La Roca me miró con gesto de desprecio y Farag se interpuso rápidamente entre ambos.

– Estamos listos, Kaspar. Cuando usted diga.

Todavía permanecimos unos instantes más en silencio y sin movernos, mientras la Roca miraba fijamente su reloj de pulsera. De repente, se volvió, nos hizo una señal con la cabeza e inició una suave marcha que Farag y yo imitamos. El calentamiento no me había servido de nada; me sentía como un pato fuera del agua y cada zancada que daba era un suplicio para mis rodillas, que parecían recibir impactos de un par de toneladas. En fin, me dije con resignación, costara lo que costase había que hacer un buen papel.

Pocos minutos después llegamos al monumento olímpico donde comenzaba la raya azul del suelo.
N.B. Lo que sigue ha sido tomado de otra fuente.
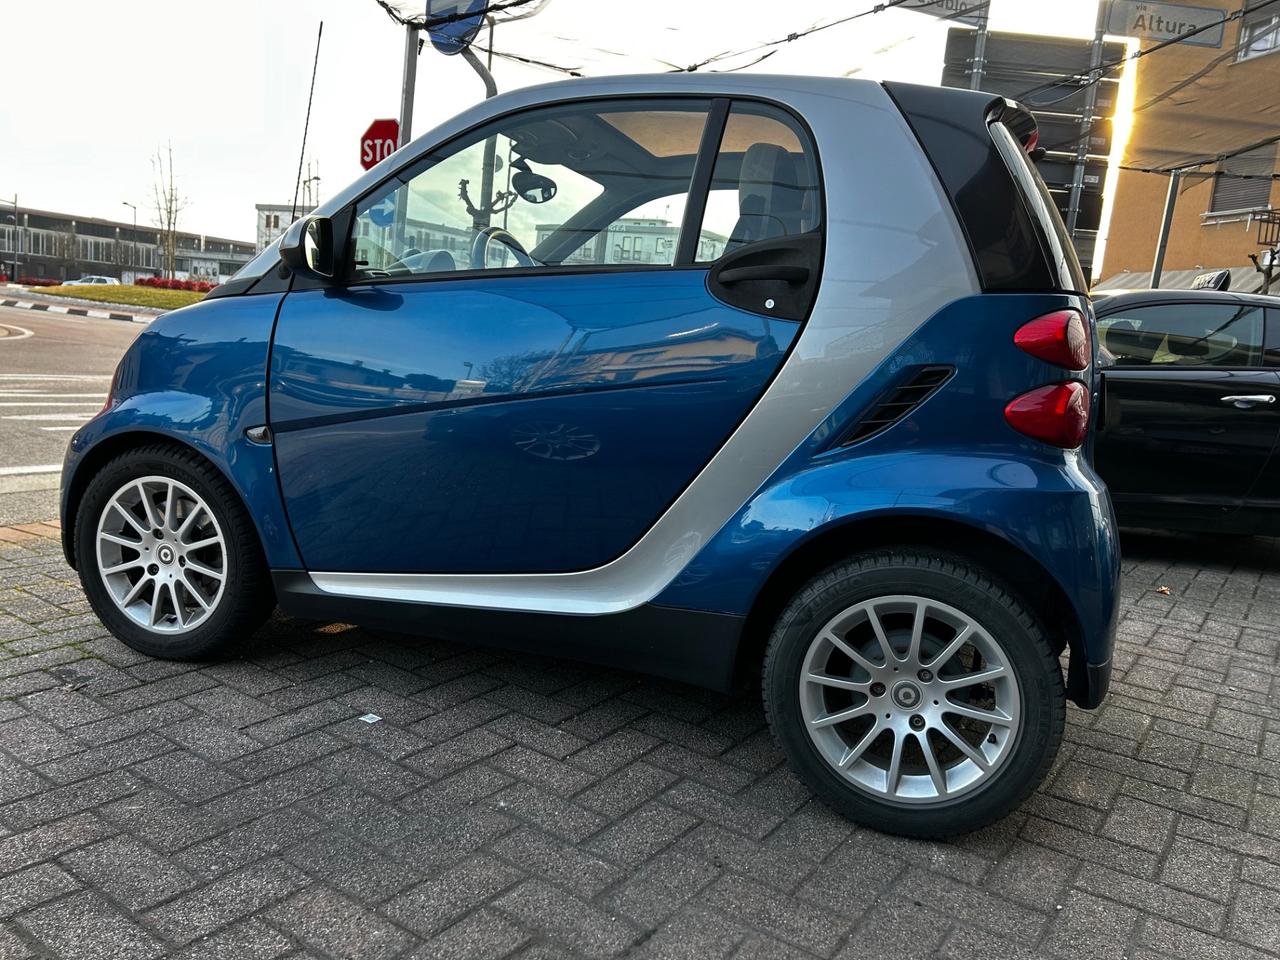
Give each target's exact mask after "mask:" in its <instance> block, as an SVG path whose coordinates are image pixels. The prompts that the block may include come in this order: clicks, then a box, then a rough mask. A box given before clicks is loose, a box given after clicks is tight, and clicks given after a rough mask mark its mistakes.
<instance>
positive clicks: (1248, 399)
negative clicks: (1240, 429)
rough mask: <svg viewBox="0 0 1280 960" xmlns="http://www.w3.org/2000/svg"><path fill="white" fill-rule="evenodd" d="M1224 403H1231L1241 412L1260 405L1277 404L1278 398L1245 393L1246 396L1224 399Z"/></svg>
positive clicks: (1270, 394)
mask: <svg viewBox="0 0 1280 960" xmlns="http://www.w3.org/2000/svg"><path fill="white" fill-rule="evenodd" d="M1222 402H1224V403H1230V404H1233V406H1235V407H1238V408H1239V410H1249V408H1251V407H1256V406H1257V404H1260V403H1275V402H1276V398H1275V397H1272V396H1271V394H1270V393H1245V394H1234V393H1233V394H1231V396H1230V397H1222Z"/></svg>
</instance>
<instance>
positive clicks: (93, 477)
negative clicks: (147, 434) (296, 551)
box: [76, 445, 274, 659]
mask: <svg viewBox="0 0 1280 960" xmlns="http://www.w3.org/2000/svg"><path fill="white" fill-rule="evenodd" d="M76 557H77V566H78V567H79V575H81V584H82V585H83V586H84V593H86V595H87V596H88V600H90V604H91V605H92V607H93V612H95V613H97V616H99V617H100V618H101V621H102V622H104V623H105V625H106V627H108V628H109V630H110V631H111V632H113V634H114V635H115V636H116V637H118V639H120V640H123V641H124V643H125V644H128V645H129V646H132V648H133V649H136V650H138V652H141V653H146V654H148V655H151V657H163V658H166V659H204V658H207V657H214V655H216V654H220V653H224V652H227V650H229V649H230V648H233V646H236V645H237V644H239V643H241V641H243V640H244V639H247V637H248V636H250V635H251V634H252V632H253V631H255V630H256V628H257V627H259V626H260V625H261V623H262V621H264V620H265V618H266V617H268V616H269V613H270V611H271V607H273V605H274V594H273V591H271V585H270V579H269V571H268V568H266V561H265V558H264V557H262V550H261V547H260V544H259V541H257V534H256V531H255V530H253V525H252V522H251V521H250V518H248V515H247V513H246V512H244V508H243V506H242V504H241V500H239V497H238V495H237V494H236V492H234V490H233V489H232V486H230V484H228V483H227V480H225V479H224V477H223V476H221V475H220V474H218V471H215V470H212V468H211V467H210V466H209V465H207V463H205V461H202V460H201V458H200V457H197V456H196V454H193V453H191V452H188V451H184V449H182V448H179V447H170V445H154V447H145V448H140V449H134V451H129V452H128V453H124V454H122V456H119V457H116V458H115V460H113V461H111V462H110V463H108V465H106V466H105V467H104V468H102V470H101V471H99V474H97V475H96V476H95V477H93V480H92V481H91V483H90V485H88V489H87V490H86V492H84V497H83V499H82V500H81V504H79V511H78V512H77V517H76Z"/></svg>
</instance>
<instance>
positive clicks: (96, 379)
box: [0, 374, 111, 380]
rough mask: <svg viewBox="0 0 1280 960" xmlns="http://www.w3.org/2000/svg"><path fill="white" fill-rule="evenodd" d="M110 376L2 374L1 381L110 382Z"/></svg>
mask: <svg viewBox="0 0 1280 960" xmlns="http://www.w3.org/2000/svg"><path fill="white" fill-rule="evenodd" d="M110 379H111V375H110V374H0V380H110Z"/></svg>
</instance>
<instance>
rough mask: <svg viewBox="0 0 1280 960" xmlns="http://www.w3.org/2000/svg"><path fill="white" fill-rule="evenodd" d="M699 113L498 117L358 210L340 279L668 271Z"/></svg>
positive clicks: (706, 120)
mask: <svg viewBox="0 0 1280 960" xmlns="http://www.w3.org/2000/svg"><path fill="white" fill-rule="evenodd" d="M708 109H709V105H708V102H707V101H680V102H654V101H641V102H637V104H636V105H635V106H634V108H631V109H626V108H625V106H620V105H618V104H617V102H616V101H611V102H609V105H608V110H602V105H600V104H596V105H594V106H593V105H590V104H585V105H575V106H570V108H563V106H562V108H548V109H543V110H535V111H530V113H526V114H520V115H517V116H513V118H508V119H507V120H502V122H499V123H498V124H497V125H495V127H490V128H488V129H486V131H481V132H480V133H477V134H475V137H474V138H471V140H466V141H463V142H461V143H456V145H453V146H451V147H447V148H445V150H444V151H442V152H440V154H438V155H433V156H429V157H426V160H425V161H421V163H419V164H417V165H416V166H415V168H412V169H411V170H410V172H407V173H406V174H404V177H403V178H402V179H397V180H393V182H392V184H390V186H389V187H388V188H387V189H384V191H380V192H376V193H374V195H372V196H370V197H367V198H366V200H364V201H361V204H360V205H358V206H357V209H356V218H355V224H353V229H352V244H351V251H352V253H351V264H349V273H351V276H352V278H353V279H378V278H394V276H401V275H419V274H442V273H452V271H457V270H500V269H504V268H513V266H524V268H538V266H561V265H576V264H611V265H613V264H617V265H630V264H658V265H663V264H667V265H669V264H672V262H675V255H676V247H677V241H678V233H680V225H681V219H682V216H684V210H685V202H686V198H687V192H689V183H690V178H691V175H692V166H694V160H695V157H696V154H698V147H699V143H700V142H701V134H703V127H704V125H705V122H707V113H708Z"/></svg>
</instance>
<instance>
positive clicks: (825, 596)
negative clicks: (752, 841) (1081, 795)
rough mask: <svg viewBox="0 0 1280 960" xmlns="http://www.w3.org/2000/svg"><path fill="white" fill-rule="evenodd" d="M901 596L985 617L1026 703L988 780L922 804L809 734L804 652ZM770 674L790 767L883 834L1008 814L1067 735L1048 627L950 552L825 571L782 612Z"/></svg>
mask: <svg viewBox="0 0 1280 960" xmlns="http://www.w3.org/2000/svg"><path fill="white" fill-rule="evenodd" d="M900 594H905V595H916V596H923V598H927V599H929V600H937V602H941V603H945V604H948V605H950V607H954V608H956V609H957V611H961V612H964V613H965V614H966V616H969V617H972V618H973V620H975V621H978V622H979V623H982V625H983V626H984V628H986V631H987V632H988V634H989V635H991V636H992V639H995V640H996V641H997V643H998V644H1000V646H1001V648H1002V649H1004V653H1005V654H1006V660H1007V664H1009V667H1010V668H1011V672H1012V675H1014V677H1015V680H1016V684H1018V690H1019V694H1020V709H1021V714H1020V717H1021V722H1020V724H1019V728H1018V732H1016V735H1015V737H1014V741H1012V745H1011V746H1010V751H1009V754H1007V755H1006V756H1005V758H1004V759H1002V762H1001V764H1000V765H998V767H996V768H995V772H993V773H991V774H989V778H988V780H987V781H986V782H982V783H978V785H977V786H975V787H974V788H973V790H972V791H970V792H966V794H960V795H959V796H955V797H951V799H943V800H937V801H931V803H927V804H915V805H908V804H904V803H895V801H892V800H890V799H887V797H884V796H878V795H874V794H873V792H869V791H867V790H863V788H861V787H859V786H856V785H854V783H851V782H850V781H849V780H846V778H845V777H844V776H841V774H840V773H838V772H837V771H836V769H833V767H832V764H831V763H829V762H828V760H827V759H826V758H823V755H822V754H820V753H819V750H818V748H817V746H815V745H814V741H813V739H812V737H810V736H809V732H808V731H806V722H805V719H804V713H803V708H801V695H800V672H801V669H803V664H804V658H805V655H806V653H808V650H809V645H810V643H812V641H813V639H814V636H815V635H817V634H818V631H819V630H820V628H822V627H823V626H824V625H826V623H828V621H831V620H832V618H833V617H836V616H837V614H840V613H841V612H842V611H845V609H847V608H850V607H852V605H855V604H859V603H863V602H865V600H870V599H873V598H878V596H893V595H900ZM763 673H764V677H763V680H764V682H763V695H764V709H765V714H767V717H768V721H769V726H771V728H772V731H773V735H774V737H776V739H777V741H778V744H780V745H781V748H782V750H783V751H785V753H786V755H787V759H788V760H790V762H791V765H792V768H794V769H795V771H796V772H797V773H799V776H800V777H801V780H804V782H805V783H806V785H808V786H809V787H810V788H812V790H813V791H814V794H817V795H818V797H819V799H822V800H823V801H824V803H826V804H827V805H829V806H831V808H833V809H835V810H837V812H838V813H841V814H844V815H845V817H847V818H850V819H851V820H854V822H856V823H860V824H863V826H867V827H872V828H873V829H878V831H883V832H886V833H899V835H902V836H909V837H919V838H940V837H947V836H955V835H959V833H968V832H972V831H974V829H978V828H980V827H984V826H987V824H989V823H992V822H995V820H998V819H1001V818H1002V817H1005V815H1006V814H1009V813H1010V812H1011V810H1014V809H1015V808H1016V806H1018V805H1019V804H1021V803H1023V801H1024V800H1025V799H1027V797H1028V796H1029V795H1030V794H1032V792H1033V791H1034V790H1036V787H1037V786H1038V785H1039V783H1041V781H1042V780H1043V778H1044V776H1046V773H1048V769H1050V767H1051V765H1052V763H1053V758H1055V756H1056V755H1057V750H1059V746H1060V745H1061V741H1062V728H1064V724H1065V717H1066V692H1065V686H1064V682H1062V671H1061V667H1060V664H1059V660H1057V658H1056V657H1055V654H1053V649H1052V646H1051V644H1050V643H1048V640H1047V637H1046V635H1044V630H1043V628H1042V626H1041V623H1039V622H1038V621H1037V618H1036V617H1034V616H1033V614H1032V613H1030V611H1029V609H1028V607H1027V605H1025V604H1024V603H1021V602H1020V600H1019V599H1018V598H1016V595H1015V594H1014V593H1012V590H1010V589H1009V586H1007V585H1005V584H1002V582H1001V581H1000V579H998V577H996V576H995V575H992V573H991V572H989V571H987V570H984V568H983V567H980V566H979V564H977V563H973V562H970V561H968V559H965V558H963V557H957V556H952V554H946V553H934V552H932V550H924V549H915V548H901V549H893V548H891V549H884V550H876V552H874V553H867V554H863V556H859V557H854V558H851V559H849V561H845V562H841V563H837V564H835V566H832V567H829V568H828V570H826V571H823V572H822V573H819V575H818V576H815V577H814V579H813V580H810V581H809V582H808V584H806V585H805V586H804V588H803V589H801V590H800V591H799V593H797V594H796V596H795V598H794V599H792V600H791V603H790V604H788V605H787V607H786V609H785V611H783V612H782V614H781V616H780V617H778V621H777V625H776V626H774V630H773V634H772V636H771V639H769V643H768V648H767V652H765V657H764V671H763ZM882 690H883V687H882ZM934 703H937V701H934ZM878 716H879V714H878V713H877V714H876V717H878Z"/></svg>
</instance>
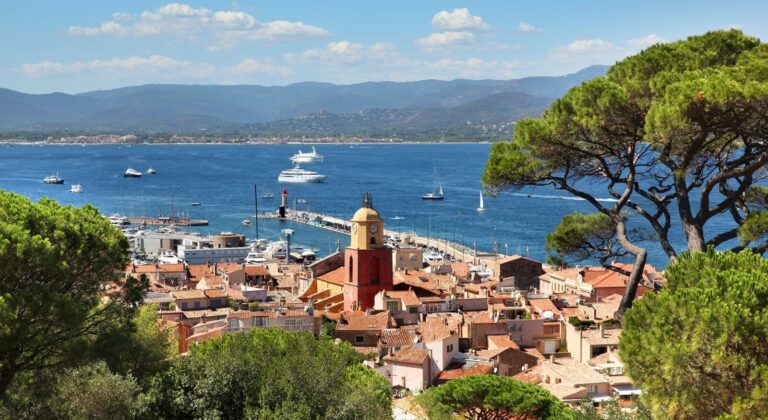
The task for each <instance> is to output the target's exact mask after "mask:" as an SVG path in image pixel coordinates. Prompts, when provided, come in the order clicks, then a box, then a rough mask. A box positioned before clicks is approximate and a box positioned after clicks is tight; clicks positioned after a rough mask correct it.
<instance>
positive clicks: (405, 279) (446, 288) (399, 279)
mask: <svg viewBox="0 0 768 420" xmlns="http://www.w3.org/2000/svg"><path fill="white" fill-rule="evenodd" d="M393 283H394V285H398V284H407V285H408V286H411V287H417V288H419V289H423V290H427V291H430V292H432V293H434V294H437V295H439V294H442V293H443V292H445V291H447V290H450V289H451V288H452V287H453V286H454V285H455V283H454V281H453V280H452V279H451V278H450V277H449V276H447V275H438V274H431V273H427V272H426V271H420V270H407V273H406V270H399V271H396V272H395V274H394V279H393Z"/></svg>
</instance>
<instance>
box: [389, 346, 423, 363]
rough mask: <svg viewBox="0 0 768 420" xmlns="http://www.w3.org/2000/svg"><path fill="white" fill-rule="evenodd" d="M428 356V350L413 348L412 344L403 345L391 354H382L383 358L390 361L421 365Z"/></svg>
mask: <svg viewBox="0 0 768 420" xmlns="http://www.w3.org/2000/svg"><path fill="white" fill-rule="evenodd" d="M428 357H429V350H427V349H415V348H413V346H408V347H404V348H402V349H400V350H398V351H396V352H394V353H393V354H390V355H387V356H384V360H386V361H387V362H392V363H405V364H409V365H421V364H423V363H424V361H425V360H427V358H428Z"/></svg>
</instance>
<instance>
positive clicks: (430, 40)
mask: <svg viewBox="0 0 768 420" xmlns="http://www.w3.org/2000/svg"><path fill="white" fill-rule="evenodd" d="M473 42H475V34H473V33H472V32H467V31H445V32H436V33H433V34H430V35H429V36H427V37H424V38H419V39H418V40H417V41H416V44H417V45H418V46H419V47H421V49H423V50H424V51H436V50H439V49H442V48H443V47H445V46H447V45H456V44H471V43H473Z"/></svg>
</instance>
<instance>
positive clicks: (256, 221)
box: [253, 184, 259, 241]
mask: <svg viewBox="0 0 768 420" xmlns="http://www.w3.org/2000/svg"><path fill="white" fill-rule="evenodd" d="M253 207H254V208H255V210H256V213H254V214H253V218H254V221H253V222H254V223H253V224H254V225H255V226H256V240H257V241H258V240H259V192H258V190H257V189H256V184H253Z"/></svg>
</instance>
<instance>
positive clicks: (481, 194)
mask: <svg viewBox="0 0 768 420" xmlns="http://www.w3.org/2000/svg"><path fill="white" fill-rule="evenodd" d="M477 211H479V212H484V211H485V205H484V204H483V192H482V191H480V207H478V208H477Z"/></svg>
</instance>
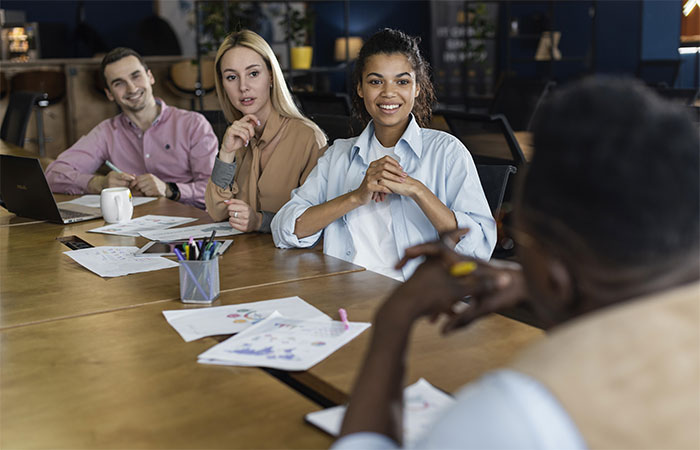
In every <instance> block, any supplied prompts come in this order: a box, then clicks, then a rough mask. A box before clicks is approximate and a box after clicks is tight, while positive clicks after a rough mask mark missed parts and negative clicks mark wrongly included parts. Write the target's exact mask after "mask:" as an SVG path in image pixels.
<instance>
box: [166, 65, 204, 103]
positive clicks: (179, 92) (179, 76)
mask: <svg viewBox="0 0 700 450" xmlns="http://www.w3.org/2000/svg"><path fill="white" fill-rule="evenodd" d="M199 70H200V69H199V68H198V67H197V63H196V61H192V60H185V61H179V62H176V63H174V64H173V65H172V66H170V69H169V70H168V77H167V78H166V83H165V84H166V85H167V86H168V87H169V88H170V90H171V91H172V92H173V93H174V94H175V95H177V96H178V97H181V98H185V99H189V100H190V107H191V108H190V109H192V110H195V109H196V108H195V100H199V103H200V109H203V106H202V97H203V96H204V95H206V94H208V93H210V92H213V91H214V89H215V87H216V86H215V81H214V78H215V77H216V75H215V74H216V69H215V67H214V60H213V59H202V61H201V77H202V78H201V82H200V83H197V76H198V71H199Z"/></svg>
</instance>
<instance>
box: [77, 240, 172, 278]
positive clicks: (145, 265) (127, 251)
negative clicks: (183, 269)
mask: <svg viewBox="0 0 700 450" xmlns="http://www.w3.org/2000/svg"><path fill="white" fill-rule="evenodd" d="M136 250H138V247H106V246H104V247H92V248H84V249H81V250H70V251H67V252H63V253H64V254H66V255H68V256H70V257H71V258H72V259H73V260H74V261H75V262H77V263H78V264H80V265H81V266H83V267H85V268H86V269H88V270H89V271H91V272H94V273H96V274H97V275H99V276H101V277H104V278H106V277H121V276H123V275H128V274H130V273H139V272H150V271H153V270H160V269H167V268H170V267H177V266H178V264H177V263H176V262H175V261H171V260H169V259H167V258H163V257H160V256H155V257H149V258H144V257H137V256H134V253H136Z"/></svg>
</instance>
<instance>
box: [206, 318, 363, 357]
mask: <svg viewBox="0 0 700 450" xmlns="http://www.w3.org/2000/svg"><path fill="white" fill-rule="evenodd" d="M369 326H370V324H369V323H361V322H350V323H349V324H348V328H347V329H346V328H345V327H346V325H345V324H344V323H343V322H339V321H319V320H305V319H290V318H288V317H284V316H282V315H281V314H280V313H278V312H277V311H275V312H274V313H272V314H271V315H270V316H268V317H267V319H264V320H262V321H260V322H258V323H257V324H255V325H253V326H251V327H250V328H248V329H247V330H245V331H242V332H241V333H238V334H237V335H236V336H233V337H232V338H229V339H227V340H225V341H224V342H222V343H220V344H218V345H215V346H214V347H212V348H210V349H209V350H207V351H206V352H204V353H202V354H200V355H199V357H198V360H197V362H199V363H202V364H224V365H230V366H256V367H270V368H273V369H280V370H308V369H310V368H311V367H313V366H314V365H316V364H318V363H319V362H321V361H323V360H324V359H325V358H327V357H328V356H329V355H330V354H332V353H333V352H335V351H336V350H338V349H339V348H340V347H342V346H343V345H345V344H347V343H348V342H350V341H351V340H353V339H354V338H355V337H357V336H358V335H359V334H360V333H362V332H363V331H365V330H366V329H367V328H369Z"/></svg>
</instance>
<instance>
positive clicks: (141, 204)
mask: <svg viewBox="0 0 700 450" xmlns="http://www.w3.org/2000/svg"><path fill="white" fill-rule="evenodd" d="M156 198H157V197H132V198H131V200H132V203H133V205H134V206H139V205H143V204H145V203H148V202H152V201H153V200H155V199H156ZM66 205H77V206H85V207H87V208H97V209H100V208H101V205H100V195H99V194H88V195H83V196H82V197H78V198H75V199H73V200H68V201H65V202H60V203H59V204H58V206H59V207H61V206H66Z"/></svg>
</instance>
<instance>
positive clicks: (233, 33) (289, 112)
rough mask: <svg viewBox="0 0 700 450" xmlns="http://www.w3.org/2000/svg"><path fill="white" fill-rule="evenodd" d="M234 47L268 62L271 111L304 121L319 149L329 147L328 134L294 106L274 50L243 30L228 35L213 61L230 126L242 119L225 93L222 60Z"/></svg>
mask: <svg viewBox="0 0 700 450" xmlns="http://www.w3.org/2000/svg"><path fill="white" fill-rule="evenodd" d="M234 47H247V48H249V49H251V50H253V51H254V52H255V53H257V54H258V55H260V57H261V58H262V59H263V61H265V65H266V66H267V69H268V70H269V71H270V73H271V74H272V92H270V100H271V101H272V107H273V108H275V111H277V112H278V113H279V114H280V115H281V116H284V117H289V118H290V119H299V120H301V121H302V122H304V123H305V124H306V125H308V126H309V127H311V129H312V130H314V134H315V135H316V140H317V141H318V145H319V146H320V147H323V146H324V145H326V142H327V138H326V134H325V133H324V132H323V131H322V130H321V128H319V126H318V125H316V124H315V123H314V122H313V121H312V120H311V119H309V118H307V117H305V116H304V115H303V114H302V113H301V111H299V108H297V106H296V104H295V103H294V100H293V99H292V94H291V93H290V92H289V89H288V88H287V83H286V82H285V80H284V74H283V73H282V69H281V68H280V64H279V62H278V61H277V57H275V54H274V53H273V51H272V48H270V45H269V44H268V43H267V42H266V41H265V39H263V38H262V37H260V36H259V35H258V34H257V33H254V32H253V31H250V30H241V31H236V32H233V33H231V34H229V35H228V36H226V39H224V42H222V43H221V45H220V46H219V50H218V51H217V52H216V59H215V60H214V64H215V66H216V77H215V79H214V81H215V82H216V95H217V97H218V98H219V104H220V105H221V109H222V110H223V112H224V115H225V116H226V119H227V120H228V121H229V122H233V121H235V120H238V119H240V118H241V117H243V114H241V112H240V111H238V110H237V109H236V108H234V107H233V105H232V104H231V100H229V98H228V95H227V94H226V90H224V84H223V75H222V73H221V58H222V57H223V56H224V54H225V53H226V52H227V51H229V50H231V49H232V48H234Z"/></svg>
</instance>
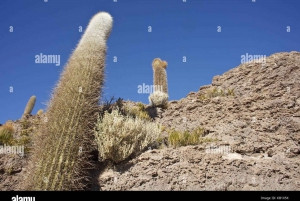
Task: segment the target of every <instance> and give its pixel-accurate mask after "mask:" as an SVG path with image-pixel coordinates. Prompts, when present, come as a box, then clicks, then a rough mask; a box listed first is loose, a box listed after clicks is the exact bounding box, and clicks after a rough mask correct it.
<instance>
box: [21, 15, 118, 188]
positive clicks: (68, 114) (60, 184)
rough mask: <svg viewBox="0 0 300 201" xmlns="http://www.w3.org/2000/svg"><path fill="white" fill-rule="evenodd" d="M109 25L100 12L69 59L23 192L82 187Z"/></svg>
mask: <svg viewBox="0 0 300 201" xmlns="http://www.w3.org/2000/svg"><path fill="white" fill-rule="evenodd" d="M112 21H113V20H112V17H111V16H110V15H109V14H108V13H105V12H100V13H97V14H96V15H95V16H93V18H92V19H91V21H90V23H89V25H88V27H87V29H86V31H85V33H84V34H83V36H82V38H81V40H80V42H79V43H78V45H77V47H76V49H75V50H74V52H73V53H72V55H71V56H70V59H69V60H68V63H67V65H66V66H65V68H64V70H63V72H62V74H61V78H60V81H59V82H58V84H57V86H56V88H55V89H54V91H53V95H52V98H51V100H50V102H49V104H48V106H47V113H46V116H45V118H44V119H43V122H44V123H43V124H42V125H41V127H40V129H39V131H38V133H37V135H36V136H37V138H36V141H35V144H34V145H35V146H34V150H33V156H32V161H31V165H30V168H29V169H30V170H31V171H30V173H29V175H27V177H26V179H25V180H24V186H25V189H26V190H82V189H84V188H85V186H86V185H85V184H86V181H87V180H88V171H87V168H90V167H91V166H90V165H89V160H88V156H89V154H88V153H90V151H91V144H92V138H93V128H94V125H95V123H96V121H97V111H98V102H99V98H100V95H101V90H102V87H103V84H104V71H105V56H106V40H107V39H108V36H109V35H110V32H111V28H112Z"/></svg>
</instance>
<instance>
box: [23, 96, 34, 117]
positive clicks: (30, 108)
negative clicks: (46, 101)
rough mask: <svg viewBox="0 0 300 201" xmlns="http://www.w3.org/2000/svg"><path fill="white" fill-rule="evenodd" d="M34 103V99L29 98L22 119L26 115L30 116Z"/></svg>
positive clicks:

Era un simple muro de piedra blanca delante del cual, apagado, había un sólido antorchero. A partir de ese punto, la carrera comenzaba en serio. Mi reloj marcaba las nueve y cuarto de la noche, hora local. Nos adentramos en la ciudad, siguiendo la línea, y no puede evitar sentir un poco de vergüenza por lo que pensaría la gente al vernos. Pero los habitantes de Maratón no demostraron el menor interés por nosotros; debían de estar acostumbrados a contemplar toda clase de cosas.

A la salida, cuando lo que teníamos delante era la misma rectilínea carretera por la que habíamos venido en coche, el capitán apretó el paso y fue distanciándose de nosotros poco a poco. Yo, por el contrario, empecé a reducir la velocidad hasta casi detenerme. Fiel a mi plan, adopté un paso ligero que no pensaba abandonar en toda la noche. Farag se volvió a mirarme.

– ¿Qué te ocurre, Basileia? ¿Por qué te paras?

¿Así que volvía a llamarme Basileia, eh? Desde nuestra llegada a Jerusalén sólo lo había hecho en un par de ocasiones -las había contado- y, desde luego, nunca delante de otras personas, de modo que se había convertido en una palabra clandestina, privada, sólo para mis oídos.

En ese momento mi pulsómetro pitó. Había superado las pulsaciones recomendadas. Y eso que iba despacio.

– ¿Estás bien? -balbució Farag, mirándome preocupado.

– Estoy perfectamente. He hecho mis propios cálculos -le dije, deteniendo el pitido del dichoso artilugio- y, a este paso, tardaré unas seis o siete horas en llegar a Atenas.

– ¿Estás segura? -preguntó, mirándome receloso.

– No, no del todo, pero una vez, hace muchos años, hice una excursión de dieciséis kilómetros y tardé cuatro horas. Es una simple regla de tres.

– Pero aquí el terreno es distinto. No te olvides de los montes que rodean Maratón. Y, además, la distancia que nos separa de Atenas es equivalente a más de dos veces dieciséis kilómetros.